The only two-time Cup champion in the playoff field, Logano passed Daniel Suarez with five laps remaining Sunday for his fourth career victory at Las Vegas Motor Speedway. It is the second win of the playoffs for Logano and the Team Penske driver makes a Ford the first one locked into the winner-take-all final four at Phoenix Raceway next month.

Logano had to hold off pole-sitter Christopher Bell, who led a race-high 156 laps, over the closing two laps. A late pit stop put Bell 30 seconds behind Suarez, and Bell was cruising in his Toyota for Joe Gibbs Racing trying to run down Suarez when Logano got to Suarez first.

Bell didn’t have enough to catch Logano and finished 0.662 seconds back.

“We’re going to the championship four again!” Logano shouted on the frontstretch. He and Kyle Busch are the only two-time active champs, with Logano now in position to win a third Cup title.

Bell, who has made it to the championship race the last two years, was clearly disappointed after such a dominating day.

“I don’t ... think I’ve come to terms with this yet,” Bell said. “Just a bummer.”

Suarez, who was eliminated from the playoffs last week, finished third in a Chevrolet for Trackhouse Racing. William Byron of Hendrick Motorsports was fourth, followed by teammate Bowman and Gibbs driver Martin Truex Jr., who was eliminated from the playoffs in the first round in his final season of full-time NASCAR racing.

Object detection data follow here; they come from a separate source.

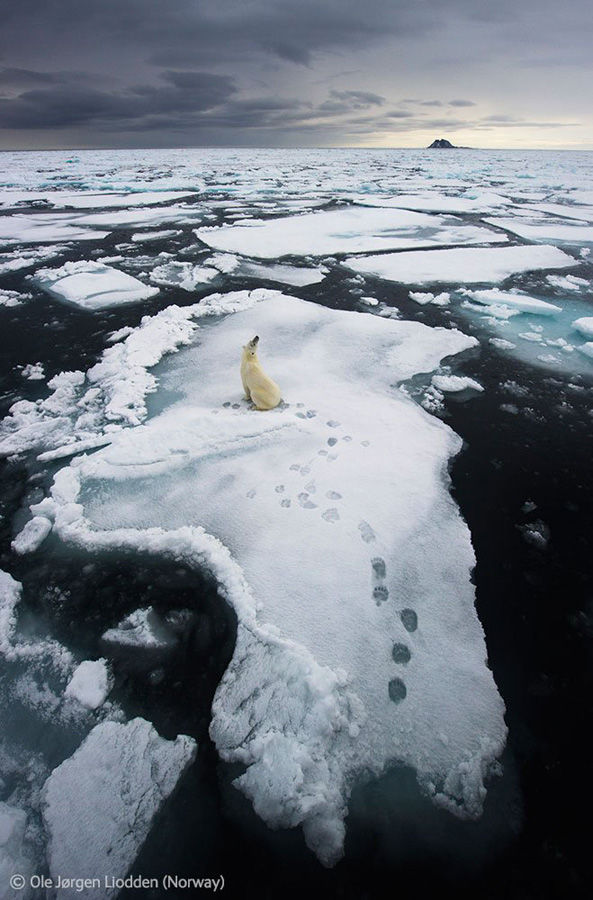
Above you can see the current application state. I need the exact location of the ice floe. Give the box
[43,719,196,900]
[344,246,578,284]
[34,261,158,312]
[0,214,109,247]
[195,207,506,259]
[35,292,506,872]
[64,659,113,709]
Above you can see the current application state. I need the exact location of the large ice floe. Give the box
[34,290,506,872]
[344,245,576,284]
[34,260,159,312]
[44,719,196,900]
[195,207,507,259]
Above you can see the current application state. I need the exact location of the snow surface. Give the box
[0,801,33,900]
[64,659,113,709]
[344,246,578,284]
[0,214,109,247]
[195,207,507,259]
[572,316,593,338]
[463,288,562,316]
[35,291,506,869]
[432,375,484,394]
[43,719,196,900]
[34,261,158,312]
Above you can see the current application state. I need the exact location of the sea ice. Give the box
[432,375,484,394]
[64,659,113,709]
[0,801,33,900]
[463,288,562,316]
[36,292,506,873]
[34,261,159,312]
[344,245,578,284]
[43,719,196,900]
[484,217,593,243]
[195,207,506,259]
[572,316,593,338]
[0,215,109,247]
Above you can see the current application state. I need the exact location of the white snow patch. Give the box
[432,375,484,394]
[344,246,576,284]
[45,292,506,870]
[43,719,196,900]
[64,659,113,709]
[463,288,562,316]
[34,261,158,312]
[11,516,51,555]
[572,316,593,338]
[195,207,506,258]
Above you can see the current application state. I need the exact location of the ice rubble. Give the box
[0,214,109,247]
[64,659,113,709]
[195,207,507,259]
[344,245,578,284]
[34,260,159,312]
[0,288,276,461]
[34,292,506,871]
[43,719,196,900]
[484,217,593,243]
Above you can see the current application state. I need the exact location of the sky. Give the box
[0,0,593,149]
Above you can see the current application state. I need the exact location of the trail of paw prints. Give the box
[387,609,418,703]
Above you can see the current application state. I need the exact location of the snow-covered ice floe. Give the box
[43,719,196,900]
[344,245,578,284]
[34,260,159,312]
[195,207,507,259]
[33,291,506,871]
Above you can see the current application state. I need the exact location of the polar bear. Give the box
[241,335,281,409]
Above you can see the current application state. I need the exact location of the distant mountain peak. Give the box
[428,138,468,150]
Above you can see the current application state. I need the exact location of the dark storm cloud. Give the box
[0,0,593,144]
[0,71,236,129]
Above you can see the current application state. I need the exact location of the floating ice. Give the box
[150,262,219,291]
[484,217,593,243]
[41,292,506,872]
[102,606,177,649]
[11,516,51,555]
[463,288,562,316]
[572,316,593,338]
[64,659,113,709]
[344,246,578,284]
[0,215,109,246]
[34,261,158,312]
[43,719,196,900]
[131,230,182,244]
[432,375,484,394]
[0,288,277,460]
[408,291,451,306]
[21,362,45,381]
[195,207,506,258]
[0,801,34,900]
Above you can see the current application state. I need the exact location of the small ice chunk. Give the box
[21,362,45,381]
[572,316,593,338]
[43,719,196,900]
[34,260,158,312]
[64,659,113,709]
[432,375,484,393]
[11,516,52,555]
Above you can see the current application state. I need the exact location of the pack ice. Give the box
[36,291,506,865]
[195,207,507,259]
[43,719,196,900]
[34,260,159,312]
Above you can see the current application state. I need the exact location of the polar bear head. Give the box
[243,334,259,359]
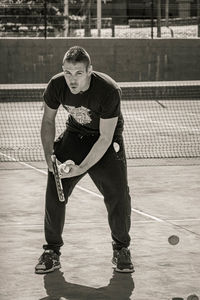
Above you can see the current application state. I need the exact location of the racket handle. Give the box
[51,155,65,202]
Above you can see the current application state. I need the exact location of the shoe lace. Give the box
[120,248,130,260]
[39,251,54,262]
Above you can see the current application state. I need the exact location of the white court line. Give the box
[0,152,200,236]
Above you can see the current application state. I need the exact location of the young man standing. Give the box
[35,46,134,274]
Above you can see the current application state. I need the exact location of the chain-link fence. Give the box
[0,0,200,38]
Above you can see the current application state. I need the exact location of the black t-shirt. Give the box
[43,71,124,135]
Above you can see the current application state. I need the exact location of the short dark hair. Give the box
[63,46,91,70]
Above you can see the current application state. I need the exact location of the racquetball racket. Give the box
[51,155,65,202]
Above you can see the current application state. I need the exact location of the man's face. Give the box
[63,61,92,94]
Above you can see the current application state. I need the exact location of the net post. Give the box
[97,0,101,37]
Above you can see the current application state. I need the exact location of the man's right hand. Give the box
[46,156,53,173]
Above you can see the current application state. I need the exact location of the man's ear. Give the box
[88,65,93,75]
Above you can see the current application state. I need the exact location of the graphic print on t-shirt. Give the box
[63,105,92,125]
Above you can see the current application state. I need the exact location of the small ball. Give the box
[168,235,179,245]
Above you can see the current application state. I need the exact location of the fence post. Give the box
[157,0,161,37]
[44,0,47,39]
[151,0,154,39]
[197,0,200,37]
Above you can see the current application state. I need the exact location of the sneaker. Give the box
[112,248,134,273]
[35,250,61,274]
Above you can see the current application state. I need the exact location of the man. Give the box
[35,46,134,274]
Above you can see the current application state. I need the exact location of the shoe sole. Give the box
[114,267,135,273]
[35,265,61,274]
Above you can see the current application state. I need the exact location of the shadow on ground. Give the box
[40,271,135,300]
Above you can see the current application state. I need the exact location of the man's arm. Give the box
[61,117,118,178]
[41,104,57,172]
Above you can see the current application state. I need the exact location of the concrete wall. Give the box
[0,38,200,84]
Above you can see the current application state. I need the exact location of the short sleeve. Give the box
[100,89,121,119]
[43,80,60,109]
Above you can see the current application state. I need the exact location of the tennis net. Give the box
[0,81,200,161]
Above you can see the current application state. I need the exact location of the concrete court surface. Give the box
[0,161,200,300]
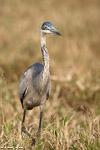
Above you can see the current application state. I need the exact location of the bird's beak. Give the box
[51,28,61,36]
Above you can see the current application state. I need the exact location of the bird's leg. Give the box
[21,110,35,146]
[37,112,43,139]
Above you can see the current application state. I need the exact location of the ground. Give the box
[0,0,100,150]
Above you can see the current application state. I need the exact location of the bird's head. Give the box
[41,22,61,35]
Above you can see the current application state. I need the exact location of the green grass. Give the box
[0,0,100,150]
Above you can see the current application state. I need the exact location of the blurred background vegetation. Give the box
[0,0,100,150]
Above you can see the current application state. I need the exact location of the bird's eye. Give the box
[44,26,48,29]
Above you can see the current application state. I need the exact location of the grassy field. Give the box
[0,0,100,150]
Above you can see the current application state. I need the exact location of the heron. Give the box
[19,22,61,145]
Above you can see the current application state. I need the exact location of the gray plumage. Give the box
[19,63,51,110]
[19,22,61,145]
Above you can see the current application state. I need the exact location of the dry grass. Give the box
[0,0,100,150]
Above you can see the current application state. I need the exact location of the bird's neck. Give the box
[41,31,49,84]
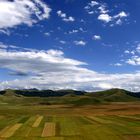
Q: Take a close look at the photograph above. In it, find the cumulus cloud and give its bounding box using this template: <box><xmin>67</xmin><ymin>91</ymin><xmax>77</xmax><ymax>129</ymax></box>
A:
<box><xmin>74</xmin><ymin>40</ymin><xmax>86</xmax><ymax>46</ymax></box>
<box><xmin>57</xmin><ymin>10</ymin><xmax>75</xmax><ymax>22</ymax></box>
<box><xmin>0</xmin><ymin>45</ymin><xmax>140</xmax><ymax>91</ymax></box>
<box><xmin>124</xmin><ymin>43</ymin><xmax>140</xmax><ymax>66</ymax></box>
<box><xmin>84</xmin><ymin>1</ymin><xmax>129</xmax><ymax>26</ymax></box>
<box><xmin>0</xmin><ymin>0</ymin><xmax>51</xmax><ymax>29</ymax></box>
<box><xmin>98</xmin><ymin>14</ymin><xmax>112</xmax><ymax>23</ymax></box>
<box><xmin>93</xmin><ymin>35</ymin><xmax>102</xmax><ymax>40</ymax></box>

Gibbs driver Denny Hamlin was eighth in a massive recovery on an underwhelming day and only four playoff drivers finished in the top 10.

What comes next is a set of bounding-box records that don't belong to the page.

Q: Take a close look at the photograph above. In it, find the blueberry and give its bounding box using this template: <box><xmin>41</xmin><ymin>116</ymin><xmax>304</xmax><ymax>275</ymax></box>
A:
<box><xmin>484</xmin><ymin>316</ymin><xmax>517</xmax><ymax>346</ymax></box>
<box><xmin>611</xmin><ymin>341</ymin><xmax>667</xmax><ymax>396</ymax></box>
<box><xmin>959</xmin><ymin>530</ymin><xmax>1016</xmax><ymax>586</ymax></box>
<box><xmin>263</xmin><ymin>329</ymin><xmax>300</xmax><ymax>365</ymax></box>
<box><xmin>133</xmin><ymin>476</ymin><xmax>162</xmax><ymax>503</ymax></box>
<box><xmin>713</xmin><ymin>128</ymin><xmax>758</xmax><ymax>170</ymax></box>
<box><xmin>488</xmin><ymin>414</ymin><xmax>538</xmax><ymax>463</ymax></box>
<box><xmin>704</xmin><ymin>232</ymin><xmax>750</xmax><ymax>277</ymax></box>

Kyle Larson, winner of two straight at Las Vegas as well as last week at Charlotte, came from two laps down to finish 11th. The remaining three playoff drivers had terrible days as reigning Cup champ Ryan Blaney, Chase Elliott and regular-season champion Tyler Reddick were all collected in the same early crash.

Logano is locked into the championship race, while Bell, Larson and Byron are above the cutline.

Leclerc wins F1 race in Texas: Charles Leclerc earned Ferrari its first United States Grand Prix victory since 2018 with a clever start and a commanding drive Sunday in Austin, Texas, and Red Bull’s Max Verstappen strengthened his lead in the F1 season championship by finishing third ahead of McLaren’s Lando Norris.

Verstappen, the 27-year-old Dutch driver who has won of the last three season titles, earned the podium only after Ferrari’s Norris was given a five-second penalty for leaving the track to pass Verstappen in the final laps of the race.

The penalty and fourth-place finish cost Norris valuable points in the title chase. Verstappen, who won Saturday’s sprint but hasn’t won a grand prix race since June, stretched his championship lead over Norris from 54 points to 57 with five grand prix and two sprint races left.